A clandestine grave site with multiple burial pits holding an undetermined number of bodies has been found outside a town in Mexico’s Guerrero state where violence last week resulted in six deaths and the disappearance of 43 students.
Inaky Blanco, Guerrero’s prosecutor, said on Saturday the grave site was on the outskirts of Iguala, about 200km south of Mexico City.
He said the remains would be sent to Mexico’s forensic service to determine whether or not the corpses match those of the missing students.
“In the next few hours we will determine the cause of death and the number of bodies,” a spokesman for the state attorney general’s office said.
While there was no official count, Reuters reported that the remains of up to 20 people were found.
A member of the Mexican government’s National Human Rights Commission told Al Jazeera that he believed the remains, found in six burial pits, were indeed of the missing students. He said the bodies were burned and looked as if they were put into the pits recently.
The graves were found on a hillside in rugged territory of Iguala’s poor Pueblo Viejo district, and was heavily guarded by dozens of soldiers, marines and federal and state police who kept journalists away from the site.
Series of shootings
Violence is frequent in Guerrero, a southern state where poverty feeds social unrest and drug gangs clash over territory.
Iguala was rocked by a series of clashes and shootings late on September 27 and early the next day.

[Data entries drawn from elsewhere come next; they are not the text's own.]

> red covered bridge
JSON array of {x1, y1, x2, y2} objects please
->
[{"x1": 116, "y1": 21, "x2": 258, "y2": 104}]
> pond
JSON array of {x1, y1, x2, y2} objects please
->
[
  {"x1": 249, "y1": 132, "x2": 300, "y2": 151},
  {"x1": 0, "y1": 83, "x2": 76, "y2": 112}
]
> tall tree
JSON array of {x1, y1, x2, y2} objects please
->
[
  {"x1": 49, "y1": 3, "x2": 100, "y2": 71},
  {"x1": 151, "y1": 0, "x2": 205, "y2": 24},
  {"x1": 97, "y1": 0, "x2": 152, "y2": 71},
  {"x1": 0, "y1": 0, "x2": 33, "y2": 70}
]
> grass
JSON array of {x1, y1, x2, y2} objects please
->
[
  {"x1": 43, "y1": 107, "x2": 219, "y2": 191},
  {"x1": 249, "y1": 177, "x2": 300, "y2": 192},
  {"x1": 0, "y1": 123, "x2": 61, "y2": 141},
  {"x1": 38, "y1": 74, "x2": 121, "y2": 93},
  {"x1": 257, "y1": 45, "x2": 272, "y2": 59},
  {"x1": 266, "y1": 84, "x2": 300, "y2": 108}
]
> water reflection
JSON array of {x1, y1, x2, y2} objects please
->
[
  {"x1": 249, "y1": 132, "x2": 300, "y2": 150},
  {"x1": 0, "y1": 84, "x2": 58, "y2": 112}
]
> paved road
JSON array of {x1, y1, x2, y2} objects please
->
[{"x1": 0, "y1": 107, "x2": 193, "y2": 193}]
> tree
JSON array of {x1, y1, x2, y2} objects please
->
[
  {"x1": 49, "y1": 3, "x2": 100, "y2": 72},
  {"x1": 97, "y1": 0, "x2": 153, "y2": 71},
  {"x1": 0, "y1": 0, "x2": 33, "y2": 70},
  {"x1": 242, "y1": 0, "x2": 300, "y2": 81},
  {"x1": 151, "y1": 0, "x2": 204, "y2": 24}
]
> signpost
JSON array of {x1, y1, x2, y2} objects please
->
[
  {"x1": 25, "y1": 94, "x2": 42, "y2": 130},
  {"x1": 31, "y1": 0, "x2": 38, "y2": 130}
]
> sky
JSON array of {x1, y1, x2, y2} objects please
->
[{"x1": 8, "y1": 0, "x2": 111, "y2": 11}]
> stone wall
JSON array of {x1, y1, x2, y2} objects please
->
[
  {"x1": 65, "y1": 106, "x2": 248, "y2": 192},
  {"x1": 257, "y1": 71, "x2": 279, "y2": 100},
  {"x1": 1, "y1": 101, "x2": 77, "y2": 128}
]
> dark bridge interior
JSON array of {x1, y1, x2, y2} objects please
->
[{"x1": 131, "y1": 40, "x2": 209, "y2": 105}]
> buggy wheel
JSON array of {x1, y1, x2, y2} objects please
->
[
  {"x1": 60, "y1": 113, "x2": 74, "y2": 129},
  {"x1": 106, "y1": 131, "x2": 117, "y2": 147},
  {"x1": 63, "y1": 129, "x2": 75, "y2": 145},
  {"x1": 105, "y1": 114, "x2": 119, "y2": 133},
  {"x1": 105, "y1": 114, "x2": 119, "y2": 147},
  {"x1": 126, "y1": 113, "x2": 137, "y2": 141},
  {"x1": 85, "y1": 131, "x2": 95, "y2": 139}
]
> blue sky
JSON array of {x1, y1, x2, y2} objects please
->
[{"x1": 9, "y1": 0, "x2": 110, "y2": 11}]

State prosecutors have said the first bloodshed occurred when city police shot at buses that had been hijacked by protesting students from a teachers college.
|Al Jazeera’s Rachel Levin’s reports from Mexico City on the search for the missing students|
Three youths were killed and 25 people were wounded.
A few hours later, unidentified masked men fired shots at two taxis and a bus carrying a football team on the main highway, killing two people on the bus and one in a taxi.
After the violence, Guerrero state authorities said 43 students had been reported missing since the protesters’ confrontation with police.
Blanco has said local police are being investigated for roles in the disappearance.
He said state investigators had obtained videos showing that local police arrested an undetermined number of students after the first incident and took them away.
Officials say 22 officers are facing homicide charges, according to the Associated Press.
Angel Aguirre, Guerrero’s governor, has said investigators are also looking at possible involvement of organised crime groups, which he charged have infiltrated the town government.
Vidulfo Rosales, a lawyer for a local human rights group who is assisting the families of the missing students, said before the burial pits were found that relatives believed the youths had been turned over to a drug gang by police.
Rosales said some students who escaped the shooting said they saw other students being carried away in several police pickup vehicles.
Al Jazeera’s Adam Raney, reporting from the area where the graves were found, said parents of the students had been pushing officials to get more involved in the case.
“The fact is it took several days just for the governor to speak to them and when he did, he just blamed the mayor of Iguala who has now fled that town. He’s under indictment and under suspicion of taking part somehow in the abduction and disappearance of those 43 students.”
The Aytozinapa Normal school attended by the missing students, like many other schools in Mexico’s “rural teachers college” system, is known for radical protests that often involve hijacking buses and delivery lorries.
In December 2011, two students from Aytozinapa died in a clash with police on the highway that leads to the Pacific coast resort of Acapulco.
Students had allegedly hijacked buses and blocked the road to press demands for more funding and assured jobs after graduation.